Monday, March 26, 2012

T.S. Eliot: Tradition and Individual Talent

T.S. Eliot believed that a poet's significance is measured in relation to dead poets and artists. This is true. When a new grunge-type band comes along, magazines will compare them to Nirvana. When a band emerges that seems to break new ground and becomes an overnight worldwide sensation, they're compared to the Beatles. But that's not exactly what Eliot was getting at. He believed that tradition may indeed define the contemporary, but that the contemporary changes the essence of tradition that itself owns. Apparently Hollywood has lost its originality because lately all they've been spitting out is remakes. Bewitched, superhero movies, 21 Jump Street, all those awful horror movies that Rob Zombie feels compelled to direct, et cetera, et cetera, ET CETERA.

For example, let's compare The Shop Around the Corner, the 1940 movie starring James Stewart and Margaret Sullavan, and 1998's You've Got Mail starring Tom Hanks and Meg Ryan.


 

The Shop Around the Corner is about two coworkers at a small shop who can't stand each other but are falling in love with each other through the mail, as each other's pen pals.

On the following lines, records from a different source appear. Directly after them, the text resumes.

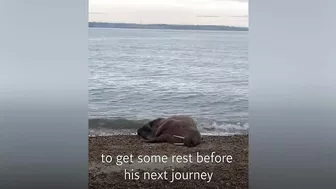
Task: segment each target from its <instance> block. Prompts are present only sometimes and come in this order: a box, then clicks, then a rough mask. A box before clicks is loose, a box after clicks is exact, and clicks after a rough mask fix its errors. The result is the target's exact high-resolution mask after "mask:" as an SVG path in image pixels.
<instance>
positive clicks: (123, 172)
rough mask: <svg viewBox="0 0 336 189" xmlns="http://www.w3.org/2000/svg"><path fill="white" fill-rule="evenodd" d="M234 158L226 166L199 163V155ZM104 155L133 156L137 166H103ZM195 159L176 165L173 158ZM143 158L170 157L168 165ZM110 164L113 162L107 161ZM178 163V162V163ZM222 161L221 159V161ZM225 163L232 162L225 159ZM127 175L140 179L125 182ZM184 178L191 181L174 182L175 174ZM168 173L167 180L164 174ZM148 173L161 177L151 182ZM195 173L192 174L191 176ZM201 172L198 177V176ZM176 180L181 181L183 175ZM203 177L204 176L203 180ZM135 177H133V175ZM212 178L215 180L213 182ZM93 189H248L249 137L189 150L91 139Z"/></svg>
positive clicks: (111, 136)
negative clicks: (180, 157)
mask: <svg viewBox="0 0 336 189" xmlns="http://www.w3.org/2000/svg"><path fill="white" fill-rule="evenodd" d="M212 152H215V154H214V155H215V156H216V155H220V156H221V157H222V156H225V155H231V156H232V162H231V163H229V162H230V161H229V162H224V163H216V162H213V163H196V160H197V156H196V155H197V153H199V154H200V155H203V156H204V155H211V153H212ZM102 154H104V155H111V156H113V158H115V156H117V155H130V154H132V155H133V156H134V157H133V163H125V164H123V165H121V166H117V165H116V164H115V163H116V161H115V160H112V162H111V163H106V162H105V163H102V158H101V157H102V156H101V155H102ZM189 154H191V156H192V161H193V162H192V163H176V162H172V155H187V156H188V155H189ZM139 155H161V157H162V156H163V155H166V156H167V157H168V160H167V163H160V162H156V163H148V164H145V163H138V162H137V160H138V159H137V157H138V156H139ZM106 160H109V159H106ZM175 160H176V159H175ZM217 160H219V158H218V159H217ZM224 160H228V159H225V158H224ZM125 169H126V170H127V172H129V173H131V170H132V169H133V171H134V172H133V173H135V172H139V179H138V180H136V176H135V175H134V174H133V180H132V179H130V178H127V179H125ZM173 170H174V173H175V174H176V172H180V173H183V174H186V173H189V175H187V176H189V180H176V179H174V181H173V182H172V180H173V179H172V178H173V176H172V171H173ZM164 171H166V172H167V173H166V177H164V176H163V172H164ZM145 172H148V173H150V174H155V173H152V172H156V173H160V174H161V177H160V176H159V174H157V175H156V176H157V177H155V178H157V180H148V179H144V178H143V174H144V173H145ZM191 172H192V174H190V173H191ZM196 172H197V173H196ZM180 173H177V174H176V176H178V178H179V176H180V175H179V174H180ZM201 174H202V176H200V175H201ZM129 175H131V174H129ZM210 175H212V176H211V178H210ZM89 188H90V189H127V188H130V189H137V188H139V189H140V188H141V189H156V188H157V189H161V188H167V189H168V188H169V189H174V188H178V189H182V188H187V189H188V188H200V189H202V188H220V189H223V188H228V189H229V188H234V189H246V188H248V136H247V135H243V136H204V137H203V142H202V144H200V145H199V146H197V147H194V148H188V147H184V146H175V145H173V144H166V143H161V144H148V143H144V141H143V140H142V139H141V138H139V137H138V136H133V135H116V136H105V137H89Z"/></svg>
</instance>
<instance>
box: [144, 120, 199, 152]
mask: <svg viewBox="0 0 336 189" xmlns="http://www.w3.org/2000/svg"><path fill="white" fill-rule="evenodd" d="M138 135H139V136H141V137H142V138H144V139H146V140H147V142H150V143H160V142H167V143H174V144H176V145H185V146H188V147H194V146H197V145H198V144H200V143H201V134H200V132H199V131H198V130H197V126H196V123H195V122H194V120H193V119H192V118H191V117H189V116H171V117H168V118H166V119H164V118H158V119H155V120H153V121H150V122H148V123H147V124H145V125H144V126H142V127H141V128H140V129H138Z"/></svg>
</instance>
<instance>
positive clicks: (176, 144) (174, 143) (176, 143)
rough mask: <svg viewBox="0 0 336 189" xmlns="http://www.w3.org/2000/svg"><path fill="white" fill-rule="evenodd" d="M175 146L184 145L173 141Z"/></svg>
mask: <svg viewBox="0 0 336 189" xmlns="http://www.w3.org/2000/svg"><path fill="white" fill-rule="evenodd" d="M174 144H175V145H176V146H184V143H174Z"/></svg>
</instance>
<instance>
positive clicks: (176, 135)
mask: <svg viewBox="0 0 336 189" xmlns="http://www.w3.org/2000/svg"><path fill="white" fill-rule="evenodd" d="M173 136H174V137H176V138H180V139H184V137H183V136H178V135H173Z"/></svg>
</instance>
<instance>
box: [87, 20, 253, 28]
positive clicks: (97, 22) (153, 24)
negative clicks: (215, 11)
mask: <svg viewBox="0 0 336 189" xmlns="http://www.w3.org/2000/svg"><path fill="white" fill-rule="evenodd" d="M88 23H107V24H135V25H171V26H212V27H214V26H215V27H216V26H217V27H235V28H249V27H248V26H230V25H211V24H164V23H160V24H154V23H152V24H143V23H130V22H103V21H88Z"/></svg>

The girl, of course, has no idea who her pen pal is but is falling harder for him with each stroke of the pen while the ever-suave and most romantic Jimmy Stewart finds out that he's fallen for his hated coworker. In You've Got Mail it's pretty much the same except Kathleen Kelley (it's so nice to hear Tom Hanks say my name!) and Joe Fox are rival bookstore owners. They have been communicating via e-mail and Joe finds out that Kathleen is his e-mail friend. It's a perfect movie. The point is, though, that You've Got Mail takes a very familiar storyline from a classic movie made 50 years before and puts a modern twist on it by using e-mail instead of snail mail. Defined by tradition, yes. Modern twist, yes. 

 

And as much as I HATE Across the Universe, I can't help but love what they did to "She's So Heavy." Across the Universe took Beatles' songs from yesteryears and put them in a context relevant to when the Beatles were writing and performing them, transforming the world's youth from a "Leave It to Beaver" kind of perfect to rebels who wouldn't hesitate to "stick it to the man" but they also re-recorded all the songs and had the actors sing them and they messed with the instruments. All in all a very individual move using one of the most prolific bands in the history of music.